L’absence de critique des troubles et de la consommation de toxiques, relevée par les psychiatres, et les risque de passage à l’acte hétéro-agressifs, sont, en l’état, de nature à porter atteinte à l’ordre public ou à la sûreté des personnes, ainsi que le retient la décision du préfet.
Un suivi dans le cadre ambulatoire s’avère actuellement très prématuré et la mise en place d’un strict cadre de soins s’impose tant que les troubles psychiques décrits nécessitent des soins sous la forme d’une hospitalisation complète.
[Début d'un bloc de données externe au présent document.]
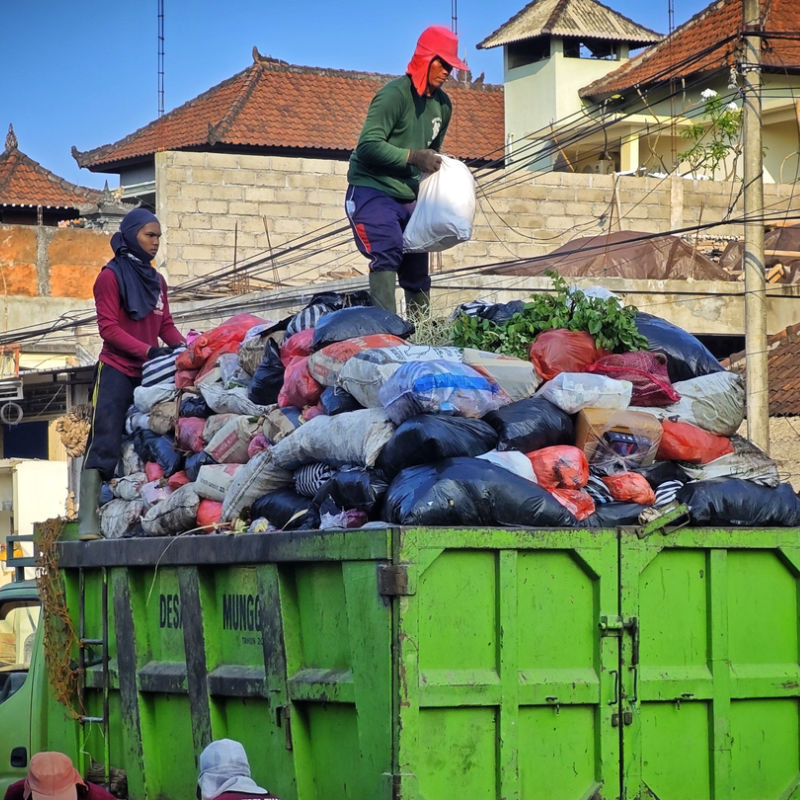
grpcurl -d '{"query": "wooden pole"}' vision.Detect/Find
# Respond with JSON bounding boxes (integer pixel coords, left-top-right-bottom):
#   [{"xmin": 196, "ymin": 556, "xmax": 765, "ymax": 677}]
[{"xmin": 741, "ymin": 0, "xmax": 769, "ymax": 452}]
Il se déduit de ces circonstances que les conditions légales du maintien de la mesure sont réunies, sans qu’il y ait lieu d’ordonner une expertise judiciaire. Il y a donc lieu d’adopter pour le surplus les motifs pertinents relevés par le premier juge pour rejeter la demande de mainlevée, et de confirmer l’ordonnance critiquée.
PAR CES MOTIFS
Le délégué du premier président, statuant en dernier ressort, publiquement par décision réputée contradictoire mise à disposition au greffe,
CONFIRME la décision critiquée,
LAISSE les dépens à la charge de l’État.
Ordonnance rendue le 24 MARS 2025 par mise à disposition au greffe de la cour, les parties en ayant été préalablement avisées dans les conditions prévues au deuxième alinéa de l’article 450 du code de procédure civile.
LE GREFFIER LE MAGISTRAT DÉLÉGUÉ
Notification ou avis fait à :
X patient à l’hôpital
ou/et ' par LRAR à son domicile
x avocat du patient
x directeur de l’hôpital
' tiers par LS
x préfet de police
' avocat du préfet
' tuteur / curateur par LRAR
x Parquet près la cour d’appel de Paris
AVIS IMPORTANTS :
Je vous informe qu’en application de l’article R.3211-23 du code de la santé publique, cette ordonnance n’est pas susceptible d’opposition. La seule voie de recours ouverte aux parties est le pourvoi en cassation . Il doit être introduit dans le délai de 2 mois à compter de la présente notification, par l’intermédiaire d’un avocat au Conseil d’Etat et à la Cour de cassation.
Le pourvoi en cassation est une voie extraordinaire de recours qui exclut un nouvel examen des faits ; il a seulement pour objet de faire vérifier par la Cour de Cassation si la décision rendue est conforme aux textes législatifs en vigueur.
Ce délai est augmenté d’un mois pour les personnes qui demeurent dans un département ou territoire d’outre-mer et de deux mois pour celles qui demeurent à l’étranger.